Michigan’s No-Fault law was enacted in 1973 for the purpose of “righting the wrongs of the old tort liability system and … protecting the Michigan consumer …” “No-Fault Insurance After Three Years,” Thomas C. Jones, Michigan Insurance Commissioner, October 6,1976, Opening Letter)
Those “wrongs” of the tort liability system included: It was “incomplete, inequitable, inefficient and slow”; it did “a poor job of providing for seriously injured auto accident victims”; it had an “inequitable payment structure” because a “high percentage of persons injured in automobile accidents received no reparations under the tort system”; it “systematically undercompensated the most seriously injured” victims; and “lengthy delays existed under the tort system in compensating those injured in automobile accidents — often in cases where the need for prompt compensation was strongest.” (Sources: “No-Fault Insurance After Three Years,” Thomas C. Jones, Michigan Insurance Commissioner, October 6,1976, Opening Letter, Introduction, Page 12; “No-Fault Insurance In Michigan: Consumer Attitudes And Performance,” Thomas C. Jones, Michigan Insurance Commissioner, April 10, 1978, Pages iv, 3; Shavers v. Attorney General, 402 Mich. 554, 621-622 (Michigan Supreme Court 1978)
To correct the situation, true to its name, Michigan’s No Fault Law guaranteed on a no-fault basis that auto accident victims would receive reasonably necessary and reasonably priced lifetime No Fault medical benefits as well as No Fault wage loss, replacement services and survivor benefits.
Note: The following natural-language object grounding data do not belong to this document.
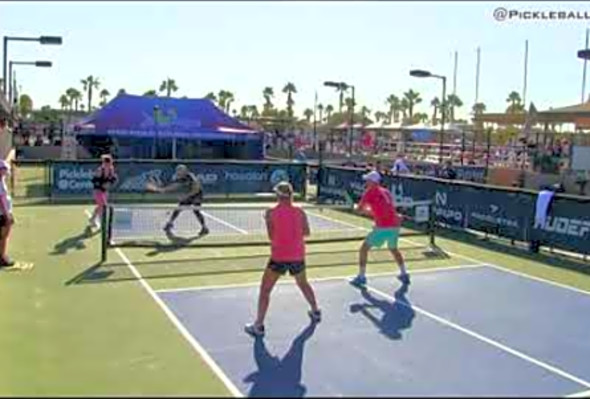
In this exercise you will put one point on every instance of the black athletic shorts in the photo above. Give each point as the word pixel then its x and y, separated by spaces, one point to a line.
pixel 196 199
pixel 294 268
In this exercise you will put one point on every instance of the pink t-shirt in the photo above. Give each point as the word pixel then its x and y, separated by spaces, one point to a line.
pixel 288 239
pixel 382 206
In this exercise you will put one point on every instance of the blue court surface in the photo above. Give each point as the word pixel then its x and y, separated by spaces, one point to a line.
pixel 475 331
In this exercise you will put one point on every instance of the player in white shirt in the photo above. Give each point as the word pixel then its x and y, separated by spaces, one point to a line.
pixel 6 217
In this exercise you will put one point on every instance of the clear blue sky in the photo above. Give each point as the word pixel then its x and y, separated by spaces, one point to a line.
pixel 245 46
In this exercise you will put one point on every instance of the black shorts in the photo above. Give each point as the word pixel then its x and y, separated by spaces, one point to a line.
pixel 294 268
pixel 196 199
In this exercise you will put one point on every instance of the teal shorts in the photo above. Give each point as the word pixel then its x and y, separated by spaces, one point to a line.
pixel 380 236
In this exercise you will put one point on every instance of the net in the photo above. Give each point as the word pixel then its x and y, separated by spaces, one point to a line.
pixel 244 225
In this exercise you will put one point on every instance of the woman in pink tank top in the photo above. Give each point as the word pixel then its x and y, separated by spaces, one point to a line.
pixel 287 226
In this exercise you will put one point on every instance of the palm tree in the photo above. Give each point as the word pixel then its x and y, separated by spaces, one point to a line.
pixel 515 103
pixel 404 105
pixel 253 110
pixel 89 84
pixel 228 100
pixel 25 105
pixel 268 94
pixel 244 111
pixel 329 110
pixel 169 86
pixel 412 99
pixel 479 108
pixel 211 97
pixel 320 108
pixel 104 94
pixel 435 103
pixel 290 90
pixel 453 101
pixel 394 107
pixel 64 102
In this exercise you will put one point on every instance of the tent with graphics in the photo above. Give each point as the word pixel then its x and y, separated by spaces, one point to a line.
pixel 142 127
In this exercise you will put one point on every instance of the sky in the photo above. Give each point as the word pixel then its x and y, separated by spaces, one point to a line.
pixel 245 46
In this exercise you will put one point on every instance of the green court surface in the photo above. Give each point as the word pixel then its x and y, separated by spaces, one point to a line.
pixel 72 326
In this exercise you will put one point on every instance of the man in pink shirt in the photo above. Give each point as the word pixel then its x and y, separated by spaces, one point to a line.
pixel 378 203
pixel 287 226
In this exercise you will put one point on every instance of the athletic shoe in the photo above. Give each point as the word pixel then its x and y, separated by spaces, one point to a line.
pixel 315 316
pixel 359 281
pixel 404 278
pixel 254 330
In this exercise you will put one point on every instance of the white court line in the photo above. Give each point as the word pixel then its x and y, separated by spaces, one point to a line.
pixel 224 222
pixel 318 279
pixel 183 331
pixel 489 341
pixel 584 394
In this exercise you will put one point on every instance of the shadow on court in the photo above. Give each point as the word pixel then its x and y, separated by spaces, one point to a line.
pixel 395 317
pixel 278 377
pixel 74 243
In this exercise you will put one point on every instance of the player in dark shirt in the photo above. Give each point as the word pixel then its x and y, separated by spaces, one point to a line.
pixel 186 181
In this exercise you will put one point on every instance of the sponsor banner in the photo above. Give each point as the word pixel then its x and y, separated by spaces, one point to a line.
pixel 567 226
pixel 71 178
pixel 503 213
pixel 469 173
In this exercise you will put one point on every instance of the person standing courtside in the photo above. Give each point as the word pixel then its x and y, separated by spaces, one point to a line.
pixel 6 217
pixel 287 226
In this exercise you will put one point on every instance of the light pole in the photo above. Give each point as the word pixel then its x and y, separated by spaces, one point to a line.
pixel 346 86
pixel 418 73
pixel 42 40
pixel 38 64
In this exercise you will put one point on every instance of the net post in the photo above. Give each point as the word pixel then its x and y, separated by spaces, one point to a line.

The point of No Fault was to “assure that persons injured in auto accidents are compensated … quickly and equitably … for medical costs and lost income …” (Insurance Institute of Michigan: “No-Fault: An overview of Michigan’s unique auto insurance law,” brochure (no longer accessible on the IIM’s web site))
As the Insurance Institute of Michigan has attested, No Fault did what it set out to accomplish:
“The no-fault concept has worked well. Accident victims are promptly compensated for their losses. They receive unlimited medical benefits and substantial wage loss benefits on a no-fault basis. Severely injured people no longer have to bear devastating financial burdens while waiting for lawsuits to be settled.” (Insurance Institute of Michigan, “No-Fault: An overview of Michigan’s unique auto insurance law,” brochure (no longer accessible on the IIM’s web site))
“Under Michigan’s no-fault system severely injured people receive immediate benefits instead of the previous system of having to wait for lawsuits with at-fault parties to be settled.” (Insurance Institute of Michigan web site, Consumers, “Auto Insurance Facts”)
Nevertheless, Michigan’s auto insurance industry has never fully accepted No Fault and the protections and benefits it guarantees to seriously injured auto accident victims.
Twice the industry has asked Michigan voters to do away with No Fault’s guarantee of necessary and reasonably priced lifetime No Fault medical benefits – once in 1992 and once in 1994 – and on both occasions the public overwhelmingly voted to preserve No Fault as it was.
The auto insurance industry has also sought to advance its cause in the Michigan Legislature with House Bill 4612, introduced on April 23, 2013, by Rep. Pete Lund, R-36th District, being its latest effort.
Although HB 4612 may be the industry’s most ambitious effort to “reform” or dismantle No Fault, it is also its most audacious, outrageous and unacceptable attempt.
For the reasons set forth in this “Auto Insurance Consumers’ Guide To Michigan No Fault Reform & House Bill 4612,” no action should be taken on HB 4612.
HB 4612 should be rejected. And, Michigan No Fault should be preserved exactly as it is.